Это было в 88-м году. Все мои друзья были еще живы, все пришли меня встречать, мы сидели и выпивали. Это было безумно трогательно. Большое потрясение. Да, Москва была еще узнаваема. Она просто вся вросла в грязь. Все названия были старыми, я знал, в какое метро сесть, где выйти. У меня были полные карманы денег, потому что уже были какие-то публикации, а в Москве деньги были еще советские. Огромные деньги по тем временам (кажется, 700 рублей). Но я не мог на эти деньги в Москве поесть. Везде стояли ларьки «Куры-гриль», но никаких кур не было. И все говорили про тряпки. Я слышал обрывки этих разговоров как бы чужим ухом (не помню, чтобы так говорили раньше, в мою молодость, хотя, может быть, я ошибаюсь). В 88-м году мне запомнилось, что все говорили о чем-то материальном, люди были некрасивы и плохо одеты. А я был в пиджаке и галстуке, и это было очень странно, потому что так одет был я один. Потом, правда, я нашел еще одного – какого-то кавказского человека в «Макдоналдсе» (мы сидели за одним столиком), который выглядел как будто из будущего: на нем был костюм от Brooks Brothers, очень дорогая рубашка, дороже моей.
В Москве Сопровский устроил мне чтение в Клубе медработников. Большой зал был набит. Я в тот период не писал стихов, но почитал старые. Из публики меня спросили, знаю ли я Наума Коржавина, и, хотя я сказал, что знаю, но у нас не очень хорошие отношения, разговор после этого шел уже только о Коржавине. Про других спрашивали меньше. Разве что про Соколова. Но он и сам вскоре туда приехал. Про Солженицына тоже спрашивали, но тут возникало сильное непонимание: я не мог привыкнуть к тому почтительному тону, в котором они говорили о Солженицыне. В тот первый приезд все было очень эмоционально.
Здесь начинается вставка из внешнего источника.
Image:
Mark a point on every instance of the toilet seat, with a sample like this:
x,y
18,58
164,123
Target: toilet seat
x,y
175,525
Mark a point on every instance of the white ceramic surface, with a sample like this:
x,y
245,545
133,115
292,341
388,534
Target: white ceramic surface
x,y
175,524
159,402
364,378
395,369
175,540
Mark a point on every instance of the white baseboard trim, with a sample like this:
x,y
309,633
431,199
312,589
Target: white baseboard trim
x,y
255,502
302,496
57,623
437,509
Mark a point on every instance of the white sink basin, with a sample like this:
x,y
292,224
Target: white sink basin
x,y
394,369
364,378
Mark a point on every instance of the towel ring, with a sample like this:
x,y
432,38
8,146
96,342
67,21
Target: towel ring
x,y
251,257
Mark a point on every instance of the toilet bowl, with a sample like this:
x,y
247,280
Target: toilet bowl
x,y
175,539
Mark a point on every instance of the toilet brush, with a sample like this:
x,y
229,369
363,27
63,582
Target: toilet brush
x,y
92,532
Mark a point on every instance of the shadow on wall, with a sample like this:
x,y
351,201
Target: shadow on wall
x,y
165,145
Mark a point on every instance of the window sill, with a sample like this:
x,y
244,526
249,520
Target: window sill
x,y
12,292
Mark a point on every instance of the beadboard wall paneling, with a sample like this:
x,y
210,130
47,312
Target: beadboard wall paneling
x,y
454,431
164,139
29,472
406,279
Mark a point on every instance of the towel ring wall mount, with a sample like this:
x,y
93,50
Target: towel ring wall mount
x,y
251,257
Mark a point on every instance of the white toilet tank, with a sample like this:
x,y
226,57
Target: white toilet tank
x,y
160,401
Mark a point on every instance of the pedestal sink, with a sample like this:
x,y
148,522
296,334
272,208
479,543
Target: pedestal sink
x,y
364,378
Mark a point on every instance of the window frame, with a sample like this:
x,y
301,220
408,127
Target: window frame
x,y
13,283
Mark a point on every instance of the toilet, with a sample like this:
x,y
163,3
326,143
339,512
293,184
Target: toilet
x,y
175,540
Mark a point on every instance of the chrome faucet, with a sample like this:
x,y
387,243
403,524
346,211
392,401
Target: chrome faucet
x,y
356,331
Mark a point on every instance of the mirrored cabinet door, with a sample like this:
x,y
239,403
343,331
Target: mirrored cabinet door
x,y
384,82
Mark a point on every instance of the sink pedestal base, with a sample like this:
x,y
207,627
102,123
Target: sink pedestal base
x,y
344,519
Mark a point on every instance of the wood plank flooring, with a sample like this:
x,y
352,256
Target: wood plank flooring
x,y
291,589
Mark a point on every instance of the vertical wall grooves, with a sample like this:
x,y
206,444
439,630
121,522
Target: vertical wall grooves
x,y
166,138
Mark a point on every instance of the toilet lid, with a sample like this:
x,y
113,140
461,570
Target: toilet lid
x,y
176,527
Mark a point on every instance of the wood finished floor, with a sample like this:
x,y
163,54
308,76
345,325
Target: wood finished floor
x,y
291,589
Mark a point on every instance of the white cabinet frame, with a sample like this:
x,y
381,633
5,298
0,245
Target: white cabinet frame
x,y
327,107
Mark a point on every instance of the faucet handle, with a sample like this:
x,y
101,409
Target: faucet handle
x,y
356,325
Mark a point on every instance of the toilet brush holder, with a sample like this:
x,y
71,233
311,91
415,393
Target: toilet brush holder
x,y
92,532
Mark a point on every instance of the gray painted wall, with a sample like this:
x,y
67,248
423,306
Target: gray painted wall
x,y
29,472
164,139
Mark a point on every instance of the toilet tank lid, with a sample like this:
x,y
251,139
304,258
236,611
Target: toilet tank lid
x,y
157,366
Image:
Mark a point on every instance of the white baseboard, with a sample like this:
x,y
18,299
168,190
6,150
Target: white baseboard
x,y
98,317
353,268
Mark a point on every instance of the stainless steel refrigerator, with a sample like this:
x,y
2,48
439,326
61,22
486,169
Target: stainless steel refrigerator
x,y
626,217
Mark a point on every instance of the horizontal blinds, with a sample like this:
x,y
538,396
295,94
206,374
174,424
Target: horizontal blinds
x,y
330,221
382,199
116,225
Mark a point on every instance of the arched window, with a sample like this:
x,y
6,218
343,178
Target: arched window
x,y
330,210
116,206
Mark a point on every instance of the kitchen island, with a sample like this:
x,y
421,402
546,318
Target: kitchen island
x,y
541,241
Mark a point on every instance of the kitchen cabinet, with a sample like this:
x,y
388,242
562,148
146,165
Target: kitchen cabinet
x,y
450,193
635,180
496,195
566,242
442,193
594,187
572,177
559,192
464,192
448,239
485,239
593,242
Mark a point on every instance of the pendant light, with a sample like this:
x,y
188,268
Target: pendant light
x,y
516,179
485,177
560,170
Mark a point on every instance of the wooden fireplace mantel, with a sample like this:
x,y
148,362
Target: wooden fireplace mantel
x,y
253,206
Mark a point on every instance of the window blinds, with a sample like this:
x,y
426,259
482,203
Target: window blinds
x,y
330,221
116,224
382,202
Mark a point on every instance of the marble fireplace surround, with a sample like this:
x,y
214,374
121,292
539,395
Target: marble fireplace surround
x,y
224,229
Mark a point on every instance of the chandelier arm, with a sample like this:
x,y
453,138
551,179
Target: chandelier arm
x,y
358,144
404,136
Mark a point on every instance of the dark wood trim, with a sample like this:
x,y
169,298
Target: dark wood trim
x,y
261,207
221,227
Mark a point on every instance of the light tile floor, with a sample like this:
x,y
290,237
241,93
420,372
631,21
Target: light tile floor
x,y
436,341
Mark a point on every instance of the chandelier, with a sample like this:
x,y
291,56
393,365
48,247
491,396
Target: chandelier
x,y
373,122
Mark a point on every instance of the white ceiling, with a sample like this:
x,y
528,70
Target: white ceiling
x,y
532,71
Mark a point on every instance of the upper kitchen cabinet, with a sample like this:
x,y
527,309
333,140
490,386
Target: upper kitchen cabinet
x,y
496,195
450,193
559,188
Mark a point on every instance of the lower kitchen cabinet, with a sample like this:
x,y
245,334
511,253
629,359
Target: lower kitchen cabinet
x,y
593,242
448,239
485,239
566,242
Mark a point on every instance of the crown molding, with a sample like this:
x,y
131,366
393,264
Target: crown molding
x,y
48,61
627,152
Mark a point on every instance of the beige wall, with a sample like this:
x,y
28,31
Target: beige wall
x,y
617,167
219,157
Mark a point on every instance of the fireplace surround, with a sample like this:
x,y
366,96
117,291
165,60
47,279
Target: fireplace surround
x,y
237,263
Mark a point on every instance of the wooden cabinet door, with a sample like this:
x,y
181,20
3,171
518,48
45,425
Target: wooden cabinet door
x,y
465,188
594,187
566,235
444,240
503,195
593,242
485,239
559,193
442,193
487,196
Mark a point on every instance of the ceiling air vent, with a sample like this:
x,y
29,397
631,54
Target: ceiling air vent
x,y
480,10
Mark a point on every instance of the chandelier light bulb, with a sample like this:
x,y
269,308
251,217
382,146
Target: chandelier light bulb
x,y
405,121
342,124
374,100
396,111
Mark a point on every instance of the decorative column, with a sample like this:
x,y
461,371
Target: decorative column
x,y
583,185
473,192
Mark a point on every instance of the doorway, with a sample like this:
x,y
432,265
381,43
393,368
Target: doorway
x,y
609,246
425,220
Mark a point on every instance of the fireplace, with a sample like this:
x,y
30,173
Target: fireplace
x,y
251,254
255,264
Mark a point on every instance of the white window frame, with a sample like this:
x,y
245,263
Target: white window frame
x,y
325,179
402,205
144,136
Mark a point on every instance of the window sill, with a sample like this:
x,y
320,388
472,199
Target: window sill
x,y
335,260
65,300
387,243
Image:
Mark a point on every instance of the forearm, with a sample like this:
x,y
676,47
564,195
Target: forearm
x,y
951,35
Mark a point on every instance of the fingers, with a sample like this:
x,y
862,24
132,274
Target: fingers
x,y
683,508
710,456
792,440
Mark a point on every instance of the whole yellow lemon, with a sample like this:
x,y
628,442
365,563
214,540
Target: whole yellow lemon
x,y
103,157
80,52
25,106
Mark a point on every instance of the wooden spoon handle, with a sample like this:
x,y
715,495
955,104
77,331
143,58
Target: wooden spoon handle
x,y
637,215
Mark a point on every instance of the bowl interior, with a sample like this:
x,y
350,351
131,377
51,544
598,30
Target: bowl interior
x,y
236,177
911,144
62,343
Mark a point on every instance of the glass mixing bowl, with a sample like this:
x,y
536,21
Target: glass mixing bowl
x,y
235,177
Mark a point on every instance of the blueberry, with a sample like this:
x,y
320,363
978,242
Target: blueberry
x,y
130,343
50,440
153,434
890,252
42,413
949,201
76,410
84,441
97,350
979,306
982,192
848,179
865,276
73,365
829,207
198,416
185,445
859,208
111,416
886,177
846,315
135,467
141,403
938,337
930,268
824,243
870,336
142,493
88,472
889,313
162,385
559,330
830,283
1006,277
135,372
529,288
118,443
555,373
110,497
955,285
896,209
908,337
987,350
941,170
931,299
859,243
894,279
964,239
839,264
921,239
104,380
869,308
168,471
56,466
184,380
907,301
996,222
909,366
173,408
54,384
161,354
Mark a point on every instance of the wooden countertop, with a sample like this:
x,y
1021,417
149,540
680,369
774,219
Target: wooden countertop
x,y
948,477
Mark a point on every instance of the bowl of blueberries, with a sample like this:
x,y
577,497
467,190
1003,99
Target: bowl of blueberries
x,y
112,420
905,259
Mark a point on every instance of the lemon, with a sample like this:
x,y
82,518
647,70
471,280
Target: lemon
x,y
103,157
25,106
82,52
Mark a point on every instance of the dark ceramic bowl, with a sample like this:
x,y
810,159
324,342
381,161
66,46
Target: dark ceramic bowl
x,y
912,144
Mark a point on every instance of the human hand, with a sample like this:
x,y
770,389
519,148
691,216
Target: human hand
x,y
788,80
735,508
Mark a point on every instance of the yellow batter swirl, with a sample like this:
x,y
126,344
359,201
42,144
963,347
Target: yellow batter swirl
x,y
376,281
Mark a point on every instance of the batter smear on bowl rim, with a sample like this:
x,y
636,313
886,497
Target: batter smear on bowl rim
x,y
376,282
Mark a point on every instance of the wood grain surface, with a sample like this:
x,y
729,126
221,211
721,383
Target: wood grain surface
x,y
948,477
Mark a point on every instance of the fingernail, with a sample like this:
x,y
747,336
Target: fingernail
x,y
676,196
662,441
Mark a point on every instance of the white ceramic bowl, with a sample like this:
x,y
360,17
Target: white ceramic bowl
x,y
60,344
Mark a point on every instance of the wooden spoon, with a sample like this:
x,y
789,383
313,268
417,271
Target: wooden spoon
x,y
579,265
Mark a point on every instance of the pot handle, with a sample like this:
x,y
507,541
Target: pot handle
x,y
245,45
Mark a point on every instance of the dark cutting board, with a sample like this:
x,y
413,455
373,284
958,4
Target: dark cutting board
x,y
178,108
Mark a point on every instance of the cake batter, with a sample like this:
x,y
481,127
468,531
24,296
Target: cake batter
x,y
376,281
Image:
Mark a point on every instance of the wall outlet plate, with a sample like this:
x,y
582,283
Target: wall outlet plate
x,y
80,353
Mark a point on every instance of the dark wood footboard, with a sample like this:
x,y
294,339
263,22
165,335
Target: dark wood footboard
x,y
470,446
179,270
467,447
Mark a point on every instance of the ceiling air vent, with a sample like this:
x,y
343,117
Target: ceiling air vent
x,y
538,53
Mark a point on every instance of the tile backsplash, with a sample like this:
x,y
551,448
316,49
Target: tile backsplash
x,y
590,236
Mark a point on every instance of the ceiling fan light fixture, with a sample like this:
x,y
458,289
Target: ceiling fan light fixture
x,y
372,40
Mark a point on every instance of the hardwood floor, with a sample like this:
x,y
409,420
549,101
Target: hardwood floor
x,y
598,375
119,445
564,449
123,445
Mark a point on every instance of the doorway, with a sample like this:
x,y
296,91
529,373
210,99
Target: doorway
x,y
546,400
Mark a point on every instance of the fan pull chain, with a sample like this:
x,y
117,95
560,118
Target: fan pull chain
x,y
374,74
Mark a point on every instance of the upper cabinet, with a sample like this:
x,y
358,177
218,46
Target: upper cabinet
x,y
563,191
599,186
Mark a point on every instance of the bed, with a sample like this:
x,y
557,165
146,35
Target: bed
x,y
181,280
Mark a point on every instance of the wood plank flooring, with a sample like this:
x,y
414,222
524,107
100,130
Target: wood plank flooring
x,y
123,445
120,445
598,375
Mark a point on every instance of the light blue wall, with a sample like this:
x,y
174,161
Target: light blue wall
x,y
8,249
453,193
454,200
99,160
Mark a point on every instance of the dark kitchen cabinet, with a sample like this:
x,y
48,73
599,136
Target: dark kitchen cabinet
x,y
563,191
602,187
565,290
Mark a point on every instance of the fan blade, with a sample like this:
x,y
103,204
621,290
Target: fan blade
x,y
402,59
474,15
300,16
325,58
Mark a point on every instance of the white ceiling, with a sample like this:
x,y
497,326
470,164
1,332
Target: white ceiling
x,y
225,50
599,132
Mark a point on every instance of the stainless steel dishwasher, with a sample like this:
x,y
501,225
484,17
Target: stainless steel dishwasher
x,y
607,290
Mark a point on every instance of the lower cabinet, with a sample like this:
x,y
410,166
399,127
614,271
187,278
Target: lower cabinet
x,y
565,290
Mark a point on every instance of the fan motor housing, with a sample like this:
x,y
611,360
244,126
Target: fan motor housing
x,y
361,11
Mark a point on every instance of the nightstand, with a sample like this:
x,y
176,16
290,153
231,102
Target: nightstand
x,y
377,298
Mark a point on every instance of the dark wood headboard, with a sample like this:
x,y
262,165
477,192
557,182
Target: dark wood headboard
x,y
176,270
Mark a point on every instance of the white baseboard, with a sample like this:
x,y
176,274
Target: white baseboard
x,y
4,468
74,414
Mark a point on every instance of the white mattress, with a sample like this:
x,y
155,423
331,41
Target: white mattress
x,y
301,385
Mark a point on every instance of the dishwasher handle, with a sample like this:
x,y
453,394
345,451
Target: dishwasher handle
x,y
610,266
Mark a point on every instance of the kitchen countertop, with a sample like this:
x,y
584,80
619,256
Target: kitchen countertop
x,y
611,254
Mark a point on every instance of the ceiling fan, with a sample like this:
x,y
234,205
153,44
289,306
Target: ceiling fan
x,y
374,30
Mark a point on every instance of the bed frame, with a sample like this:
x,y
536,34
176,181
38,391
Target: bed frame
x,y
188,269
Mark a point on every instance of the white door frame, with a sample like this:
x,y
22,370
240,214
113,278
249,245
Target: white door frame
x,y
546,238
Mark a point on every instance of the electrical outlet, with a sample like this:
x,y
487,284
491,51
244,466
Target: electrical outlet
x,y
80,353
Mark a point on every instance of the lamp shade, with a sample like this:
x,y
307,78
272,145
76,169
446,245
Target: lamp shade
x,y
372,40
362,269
Еще я съездил тогда в Запорожье, где на меня были всякие гонения, но и поклонников была масса. Это была моя первая и последняя – или, может быть, предпоследняя – поездка, когда Россия была еще узнаваемой страной. То есть можно было думать, возвращаться туда или нет. Сейчас эта страна совершенно не моя, там только говорят по-русски, живут друзья.
В 81-м году в Лос-Анджелесе проходила конференция «Третья волна», куда съехалось большинство писателей вашего поколения эмиграции (в том числе Коржавин, Лимонов, Соколов). Какое значение эта конференция имела лично для вас? И что она поменяла в жизни третьей волны?
Я был тогда аспирантом в Мичигане и участвовал в качестве приглашенного писателя. Для нас тогда было важно провести грань между нами и «военной эмиграцией», то есть второй волной. Были, конечно, еще какие-то обломки первой эмиграции, причем даже больше в Сан-Франциско, куда приезжали из Китая, чем в Нью-Йорке. Но настоящих эмигрантов первой волны было уже немного (были их дети, выросшие в Харбине, Рио-де-Жанейро, Белграде). Но главным образом на той конференции возникло противостояние между старым совписовским кадром, который толкал позицию, что надо бороться с советской властью, и нами, молодежью (я, Лимонов и Саша Соколов). Я, собственно, тоже боролся с советской властью, но, в отличие от тех, не состоял в Союзе писателей. Мы вступались за литературу и выступали против того, чтобы она использовалась как орудие борьбы с советской властью[118]. Помню еще, что там я покрыл Коржавина, у которого была любимая речевка, что, мол, Бродский – плохой поэт, но при этом у него есть одно хорошее стихотворение (не помню, какое он называл). И я ему сказал, что о нем думаю.